In the said case, the Apex Court further held that everything which is sold is not necessarily a marketable commodity known to commerce and which, it may be worthwhile to trade in. All the above decisions of this Tribunal and the Apex Court have been rendered specifically in the context of excisability and marketability of zinc dross and skimmings and these decisions categorically conclude that zinc dross/skimmings cannot be considered to be excisable/marketable even though there may be specific entry in the Central Excise Tariff covering the product.
 
Further, the Tribunal held that the Board in the Circular No. 904/24/2009-SC dated 28.10.2009 has clearly clarified that only after amendment in Section 2(d) of the Central Excise Act, 1944 wherein an explanation was added clarifying that 'goods' include any article, material or substance which is capable of being bought and sold for a consideration and such goods shall be deemed to be marketable, products like zinc dross and skimmings can be held to be excisable and marketable.

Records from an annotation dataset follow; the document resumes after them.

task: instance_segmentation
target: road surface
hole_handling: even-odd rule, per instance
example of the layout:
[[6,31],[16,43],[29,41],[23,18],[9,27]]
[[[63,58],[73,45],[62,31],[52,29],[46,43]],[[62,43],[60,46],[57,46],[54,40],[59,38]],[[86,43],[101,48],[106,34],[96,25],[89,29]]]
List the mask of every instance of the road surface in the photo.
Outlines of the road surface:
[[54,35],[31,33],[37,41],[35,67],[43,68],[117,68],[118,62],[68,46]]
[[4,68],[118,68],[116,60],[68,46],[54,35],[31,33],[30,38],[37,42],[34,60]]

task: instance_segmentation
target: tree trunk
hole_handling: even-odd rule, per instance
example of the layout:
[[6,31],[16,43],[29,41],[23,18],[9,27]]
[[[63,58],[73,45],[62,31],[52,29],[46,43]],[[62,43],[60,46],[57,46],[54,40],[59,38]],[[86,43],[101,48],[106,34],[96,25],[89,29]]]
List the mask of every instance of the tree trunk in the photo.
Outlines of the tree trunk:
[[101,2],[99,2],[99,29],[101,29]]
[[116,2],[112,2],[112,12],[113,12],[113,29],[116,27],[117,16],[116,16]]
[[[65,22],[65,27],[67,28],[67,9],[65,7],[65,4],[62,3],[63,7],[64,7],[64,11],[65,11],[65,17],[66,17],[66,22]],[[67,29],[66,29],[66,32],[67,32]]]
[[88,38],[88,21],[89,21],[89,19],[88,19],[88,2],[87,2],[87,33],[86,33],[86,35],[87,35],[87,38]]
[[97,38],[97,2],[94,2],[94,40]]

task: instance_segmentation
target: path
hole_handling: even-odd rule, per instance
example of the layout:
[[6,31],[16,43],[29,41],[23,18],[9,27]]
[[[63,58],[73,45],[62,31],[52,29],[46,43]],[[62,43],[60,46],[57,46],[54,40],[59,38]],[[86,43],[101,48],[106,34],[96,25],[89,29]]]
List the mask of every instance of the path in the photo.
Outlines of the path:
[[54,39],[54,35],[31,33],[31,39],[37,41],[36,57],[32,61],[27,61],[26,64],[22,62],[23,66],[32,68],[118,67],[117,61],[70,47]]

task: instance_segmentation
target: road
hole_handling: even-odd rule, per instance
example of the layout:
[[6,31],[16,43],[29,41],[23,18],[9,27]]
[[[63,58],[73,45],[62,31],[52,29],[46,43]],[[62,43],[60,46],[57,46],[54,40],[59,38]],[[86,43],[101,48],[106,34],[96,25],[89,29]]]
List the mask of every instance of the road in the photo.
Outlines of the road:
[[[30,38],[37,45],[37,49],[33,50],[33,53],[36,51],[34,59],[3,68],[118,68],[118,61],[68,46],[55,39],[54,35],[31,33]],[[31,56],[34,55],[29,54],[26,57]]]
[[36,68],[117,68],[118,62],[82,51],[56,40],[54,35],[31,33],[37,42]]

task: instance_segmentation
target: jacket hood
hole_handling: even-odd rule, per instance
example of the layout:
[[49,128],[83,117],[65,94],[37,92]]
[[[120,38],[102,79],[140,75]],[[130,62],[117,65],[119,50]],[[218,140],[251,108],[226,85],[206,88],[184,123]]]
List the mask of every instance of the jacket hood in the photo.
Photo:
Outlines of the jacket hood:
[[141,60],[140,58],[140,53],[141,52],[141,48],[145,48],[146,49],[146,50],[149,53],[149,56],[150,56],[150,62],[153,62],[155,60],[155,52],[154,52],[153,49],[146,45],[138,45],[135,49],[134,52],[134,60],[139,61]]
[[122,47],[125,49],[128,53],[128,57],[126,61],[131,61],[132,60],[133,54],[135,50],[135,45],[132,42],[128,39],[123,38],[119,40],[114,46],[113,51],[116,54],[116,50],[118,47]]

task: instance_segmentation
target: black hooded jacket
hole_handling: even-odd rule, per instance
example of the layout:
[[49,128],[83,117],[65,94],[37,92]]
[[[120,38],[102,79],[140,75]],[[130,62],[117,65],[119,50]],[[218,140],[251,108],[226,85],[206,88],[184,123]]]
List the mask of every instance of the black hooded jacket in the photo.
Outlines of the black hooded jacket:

Prior to the amendment to Section 2(d) effective May 2008, the Circular makes it absolutely clear that these products cannot be treated as excisable goods even though they might find specific entry in the Excise Tariff and even though they may fetch some price in the market.
 
It was held that from the Circular and the various judgments, it is clear that prior to 2008, Zinc Dross, zinc ash and flush skimming etc. arising in the process of galvanisation of CR Sheets cannot be considered to be excisable and marketable and excisable goods prior to May 2008. Impugned order confirming the demand is set aside.
 
Decision:- Appeal allowed.
 
Comment:- We have across a totally opposite case wherein the party has taken the credit on Zinc dross and skimming. The department has alleged in the show cause notice when the Zinc dross is not chargeable to excise duty then the duty should not be paid by the supplier and hence we have taken the wrong credit. The demand is for the period prior to 2008. The department maintained that it is chargeable to duty after this date as definition of goods has been changed. But this definition has not given retrospective effect.
 
Now, from this demand, it is clear that the department is taking totally opposite stand in different case. In this case, they are asking for the duty but when the poor manufacturer has taken the credit then they are asking for reversal. Such opposite stands in different matters are not legally sustainable. Further, we have contended in reply to show cause notice that we have taken the credit which has been charged by supplier in his invoice. We have paid the amount to him. Moreover, the classification and liability of duty cannot be decided at our end. It has to be decided by jurisdictional Authorities of supplier. But the litigation is going on and poor manufacturer is facing demand of crores of Rupee.  How much pressure can a small scale manufacturer can sustain. On the contrary, the departmental officer issuing demand does not have any responsibility or accountability in this regard. I remember a line from a famous song “This happens only in India”.